SET007 Axioms: SET007+40.ax
%------------------------------------------------------------------------------
% File : SET007+40 : TPTP v9.0.0. Released v3.4.0.
% Domain : Set Theory
% Axioms : Introduction to Arithmetic of Real Numbers
% Version : [Urb08] axioms.
% English :
% Refs : [Mat90] Matuszewski (1990), Formalized Mathematics
% : [Urb07] Urban (2007), MPTP 0.2: Design, Implementation, and In
% : [Urb08] Urban (2006), Email to G. Sutcliffe
% Source : [Urb08]
% Names : xreal_0 [Urb08]
% Status : Satisfiable
% Syntax : Number of formulae : 48 ( 0 unt; 0 def)

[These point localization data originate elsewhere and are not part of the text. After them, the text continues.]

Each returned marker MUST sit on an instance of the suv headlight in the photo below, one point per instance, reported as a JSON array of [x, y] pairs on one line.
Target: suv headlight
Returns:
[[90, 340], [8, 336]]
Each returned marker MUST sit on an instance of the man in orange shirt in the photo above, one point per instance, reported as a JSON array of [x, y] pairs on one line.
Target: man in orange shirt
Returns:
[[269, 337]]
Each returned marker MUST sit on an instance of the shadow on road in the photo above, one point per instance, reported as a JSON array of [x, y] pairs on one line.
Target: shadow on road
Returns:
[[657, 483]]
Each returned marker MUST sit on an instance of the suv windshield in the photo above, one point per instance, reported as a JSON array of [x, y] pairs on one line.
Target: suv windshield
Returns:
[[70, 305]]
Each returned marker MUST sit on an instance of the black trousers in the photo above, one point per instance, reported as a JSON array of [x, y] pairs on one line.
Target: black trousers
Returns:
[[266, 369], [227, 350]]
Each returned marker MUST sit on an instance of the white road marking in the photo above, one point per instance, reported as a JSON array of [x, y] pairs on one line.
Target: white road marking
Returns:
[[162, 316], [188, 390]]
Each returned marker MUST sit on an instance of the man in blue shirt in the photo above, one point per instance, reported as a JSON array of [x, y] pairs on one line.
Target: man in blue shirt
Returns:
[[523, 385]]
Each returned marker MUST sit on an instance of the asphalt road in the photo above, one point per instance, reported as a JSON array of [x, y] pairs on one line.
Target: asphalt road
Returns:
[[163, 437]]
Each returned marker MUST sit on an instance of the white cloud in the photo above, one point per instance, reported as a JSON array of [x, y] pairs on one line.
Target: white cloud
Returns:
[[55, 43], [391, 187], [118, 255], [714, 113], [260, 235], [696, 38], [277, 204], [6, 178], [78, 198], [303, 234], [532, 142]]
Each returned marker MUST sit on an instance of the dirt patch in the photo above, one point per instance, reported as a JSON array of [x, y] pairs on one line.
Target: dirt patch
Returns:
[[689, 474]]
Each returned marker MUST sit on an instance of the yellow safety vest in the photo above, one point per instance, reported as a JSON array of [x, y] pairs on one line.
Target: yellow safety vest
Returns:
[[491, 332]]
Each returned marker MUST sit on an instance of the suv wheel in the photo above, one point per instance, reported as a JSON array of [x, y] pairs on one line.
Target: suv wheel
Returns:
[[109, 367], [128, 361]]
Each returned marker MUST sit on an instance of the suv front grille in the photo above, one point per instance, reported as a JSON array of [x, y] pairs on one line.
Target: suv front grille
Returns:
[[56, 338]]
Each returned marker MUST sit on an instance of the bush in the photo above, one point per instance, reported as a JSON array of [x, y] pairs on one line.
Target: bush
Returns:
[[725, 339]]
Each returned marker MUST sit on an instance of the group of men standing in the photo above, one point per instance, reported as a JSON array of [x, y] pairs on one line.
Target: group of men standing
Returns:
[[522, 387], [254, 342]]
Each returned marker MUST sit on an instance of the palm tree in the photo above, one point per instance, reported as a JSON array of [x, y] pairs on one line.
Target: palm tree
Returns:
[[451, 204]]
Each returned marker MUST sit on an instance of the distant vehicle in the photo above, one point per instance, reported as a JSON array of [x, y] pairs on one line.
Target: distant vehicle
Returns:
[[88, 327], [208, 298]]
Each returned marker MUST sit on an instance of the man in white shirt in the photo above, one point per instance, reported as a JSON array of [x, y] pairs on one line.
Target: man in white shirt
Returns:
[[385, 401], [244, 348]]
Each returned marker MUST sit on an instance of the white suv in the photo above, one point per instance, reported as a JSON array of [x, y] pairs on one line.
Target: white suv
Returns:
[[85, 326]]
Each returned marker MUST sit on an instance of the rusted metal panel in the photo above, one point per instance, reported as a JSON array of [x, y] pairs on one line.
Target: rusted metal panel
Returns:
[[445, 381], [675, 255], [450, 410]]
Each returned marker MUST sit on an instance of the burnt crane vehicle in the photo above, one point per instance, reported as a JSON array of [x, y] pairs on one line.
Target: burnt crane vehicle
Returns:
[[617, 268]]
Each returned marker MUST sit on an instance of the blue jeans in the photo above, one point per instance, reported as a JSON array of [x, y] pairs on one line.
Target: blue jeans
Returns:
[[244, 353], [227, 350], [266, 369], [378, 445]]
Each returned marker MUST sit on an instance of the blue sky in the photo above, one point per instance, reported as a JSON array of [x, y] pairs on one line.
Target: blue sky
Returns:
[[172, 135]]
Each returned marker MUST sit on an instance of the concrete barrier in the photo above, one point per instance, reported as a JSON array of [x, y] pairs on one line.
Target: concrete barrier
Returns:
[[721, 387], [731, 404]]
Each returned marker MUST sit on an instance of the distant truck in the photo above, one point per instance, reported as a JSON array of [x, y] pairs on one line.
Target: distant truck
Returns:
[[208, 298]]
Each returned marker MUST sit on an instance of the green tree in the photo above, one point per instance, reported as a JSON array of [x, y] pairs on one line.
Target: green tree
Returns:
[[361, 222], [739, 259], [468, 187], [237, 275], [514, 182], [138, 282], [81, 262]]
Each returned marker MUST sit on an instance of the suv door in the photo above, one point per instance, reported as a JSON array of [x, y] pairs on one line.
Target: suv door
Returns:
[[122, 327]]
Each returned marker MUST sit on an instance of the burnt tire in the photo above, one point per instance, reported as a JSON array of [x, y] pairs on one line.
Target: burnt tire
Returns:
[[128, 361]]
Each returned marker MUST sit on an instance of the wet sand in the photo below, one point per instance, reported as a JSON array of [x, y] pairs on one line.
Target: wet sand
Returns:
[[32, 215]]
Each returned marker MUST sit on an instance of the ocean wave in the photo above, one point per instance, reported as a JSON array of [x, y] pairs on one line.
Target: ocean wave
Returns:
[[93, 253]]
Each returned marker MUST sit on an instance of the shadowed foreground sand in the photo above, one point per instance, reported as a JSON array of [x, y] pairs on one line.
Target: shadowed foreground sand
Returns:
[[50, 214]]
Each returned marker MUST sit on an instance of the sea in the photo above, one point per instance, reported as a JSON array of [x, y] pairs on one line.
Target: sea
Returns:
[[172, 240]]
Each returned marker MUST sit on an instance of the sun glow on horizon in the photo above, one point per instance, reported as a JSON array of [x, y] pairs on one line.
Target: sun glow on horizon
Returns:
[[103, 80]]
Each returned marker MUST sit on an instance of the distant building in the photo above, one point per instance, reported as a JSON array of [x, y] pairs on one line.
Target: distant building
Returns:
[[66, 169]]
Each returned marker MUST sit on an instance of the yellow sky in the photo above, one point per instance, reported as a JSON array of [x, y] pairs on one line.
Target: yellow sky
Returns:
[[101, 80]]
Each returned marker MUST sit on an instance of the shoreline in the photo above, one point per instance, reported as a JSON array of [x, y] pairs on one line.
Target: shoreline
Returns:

% Number of atoms : 295 ( 4 equ)
% Maximal formula atoms : 25 ( 6 avg)
% Number of connectives : 339 ( 92 ~; 1 |; 194 &)
% ( 6 <=>; 46 =>; 0 <=; 0 <~>)
% Maximal formula depth : 15 ( 7 avg)
% Maximal term depth : 3 ( 1 avg)
% Number of predicates : 11 ( 10 usr; 0 prp; 1-2 aty)
% Number of functors : 12 ( 12 usr; 3 con; 0-2 aty)
% Number of variables : 79 ( 71 !; 8 ?)
% SPC :
% Comments : The individual reference can be found in [Mat90] by looking for
% the name provided by [Urb08].
% : Translated by MPTP from the Mizar Mathematical Library 4.48.930.
% : These set theory axioms are used in encodings of problems in
% various domains, including ALG, CAT, GRP, LAT, SET, and TOP.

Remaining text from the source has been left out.